I don’t work in a library anymore. I worked as an elementary library technician for about six years, and there are days when I miss it so much I break down in tears. Currently, I teach English composition at two community colleges, which I also enjoy, but I do miss the kids and the books. The transition has been a little hectic to be honest. Good hectic, but hectic nonetheless. When I left, the kids, parents, and staff were very excited for me, which I appreciate. The staff is still supportive and has come to my readings, actually. Trying to balance being an author with teaching and grading is a lot of work and requires discipline and organizational skills with which I am not currently fully equipped. I’m getting there though.
7. What books were most influential for you when you were Gabi’s age?
The first book that came to mind is East of Eden, by John Steinbeck. I love John Steinbeck. And that book, goddamn, that book. I used to read it every year but have neglected my duties for the last few years. Also, the story of Genesis from the Old Testament, is one of my favorites and at that time I started reading the Bible and just became enraptured by all the literary beauty that it holds. I also read a lot of Pablo Neruda and e.e. cummings, and of course Stephen King.
8. Are you working on any new writing projects?
I am working on a few projects.

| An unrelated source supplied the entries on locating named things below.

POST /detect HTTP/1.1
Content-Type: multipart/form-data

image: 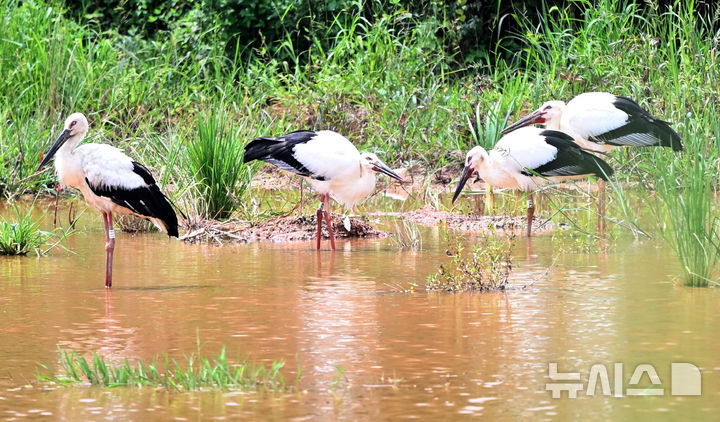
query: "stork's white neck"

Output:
[55,133,85,189]
[545,112,562,130]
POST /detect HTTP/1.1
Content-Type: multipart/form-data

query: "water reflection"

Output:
[0,201,720,420]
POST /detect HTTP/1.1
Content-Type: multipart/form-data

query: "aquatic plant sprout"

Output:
[37,347,290,391]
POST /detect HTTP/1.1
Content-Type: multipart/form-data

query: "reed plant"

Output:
[37,347,286,391]
[0,0,720,232]
[0,204,71,256]
[187,111,253,219]
[656,154,720,287]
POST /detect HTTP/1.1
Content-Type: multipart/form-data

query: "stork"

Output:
[502,92,683,232]
[502,92,683,152]
[36,113,178,288]
[243,130,402,250]
[452,127,613,237]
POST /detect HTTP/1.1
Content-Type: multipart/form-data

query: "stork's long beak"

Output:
[452,166,475,204]
[373,160,403,182]
[500,110,545,135]
[35,129,70,171]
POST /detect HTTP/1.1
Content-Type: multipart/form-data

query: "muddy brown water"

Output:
[0,199,720,421]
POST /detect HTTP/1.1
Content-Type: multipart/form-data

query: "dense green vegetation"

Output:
[0,0,720,284]
[38,347,292,391]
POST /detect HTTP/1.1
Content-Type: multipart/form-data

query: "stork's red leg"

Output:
[316,208,322,250]
[527,193,535,237]
[103,212,115,289]
[598,179,605,237]
[325,194,335,250]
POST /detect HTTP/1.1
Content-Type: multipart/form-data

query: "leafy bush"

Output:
[425,234,515,292]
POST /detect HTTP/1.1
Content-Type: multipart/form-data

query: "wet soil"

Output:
[180,215,390,244]
[382,205,564,234]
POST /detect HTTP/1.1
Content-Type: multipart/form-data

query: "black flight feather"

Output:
[85,161,178,237]
[523,130,613,180]
[243,130,325,180]
[589,96,683,151]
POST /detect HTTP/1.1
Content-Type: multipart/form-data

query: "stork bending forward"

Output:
[452,127,613,236]
[244,130,402,250]
[38,113,178,288]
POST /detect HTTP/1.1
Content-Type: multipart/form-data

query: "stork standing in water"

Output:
[38,113,178,288]
[502,92,683,232]
[452,127,613,237]
[243,130,402,250]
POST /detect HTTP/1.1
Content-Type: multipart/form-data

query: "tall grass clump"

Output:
[187,111,252,219]
[656,154,720,287]
[37,347,286,391]
[0,207,67,255]
[425,234,515,292]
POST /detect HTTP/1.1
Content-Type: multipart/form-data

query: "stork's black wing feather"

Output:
[85,161,178,237]
[589,97,683,151]
[243,130,325,180]
[523,130,613,180]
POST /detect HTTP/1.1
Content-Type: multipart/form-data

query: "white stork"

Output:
[502,92,683,233]
[38,113,178,288]
[452,127,613,237]
[502,92,683,152]
[243,130,402,250]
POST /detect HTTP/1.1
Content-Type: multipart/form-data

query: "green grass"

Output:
[0,0,720,286]
[37,347,292,391]
[187,109,254,219]
[425,234,515,292]
[657,154,720,287]
[0,204,68,255]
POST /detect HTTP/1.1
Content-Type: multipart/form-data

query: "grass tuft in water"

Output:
[656,154,720,287]
[390,218,422,249]
[0,207,68,256]
[37,347,290,391]
[425,234,515,292]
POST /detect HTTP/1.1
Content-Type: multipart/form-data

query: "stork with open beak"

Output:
[244,130,402,250]
[452,127,613,237]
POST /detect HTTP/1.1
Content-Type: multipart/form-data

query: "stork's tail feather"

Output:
[654,119,683,151]
[582,151,615,181]
[243,138,283,163]
[142,185,178,237]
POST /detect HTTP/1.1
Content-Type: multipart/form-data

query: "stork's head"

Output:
[360,152,403,182]
[452,147,490,203]
[36,113,88,171]
[65,113,88,137]
[501,101,565,135]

I have a few children’s books that I am working on, a series for young readers about a cat and rat that are friends, and the big thing I am working on is a fantasy novel (I think) about a young woman who is on a quest to save her family and must confront different myths and legends along the way. Oh, and poetry, always poetry.
Many thanks to Isabel for answering my questions so thoughtfully!
Be sure to check out the next Morris Finalist interview, coming on Monday, January 19 when Elizabeth Bunce interviews Leslye Walton, author of The Strange and Beautiful Sorrows of Ava Lavender.
Spectacular interview! Steinbeck, the Bible, Pablo Neruda, e.e. cummings, and Stephen King–that’s the best list of favorite reads I think I’ve ever seen. What a flavorful stew that couldn’t help but inspire brilliant writing! Congratulations on the nomination!
Great interview! Loved the book, hope to someday meet the author! Thanks for posting this, Steph!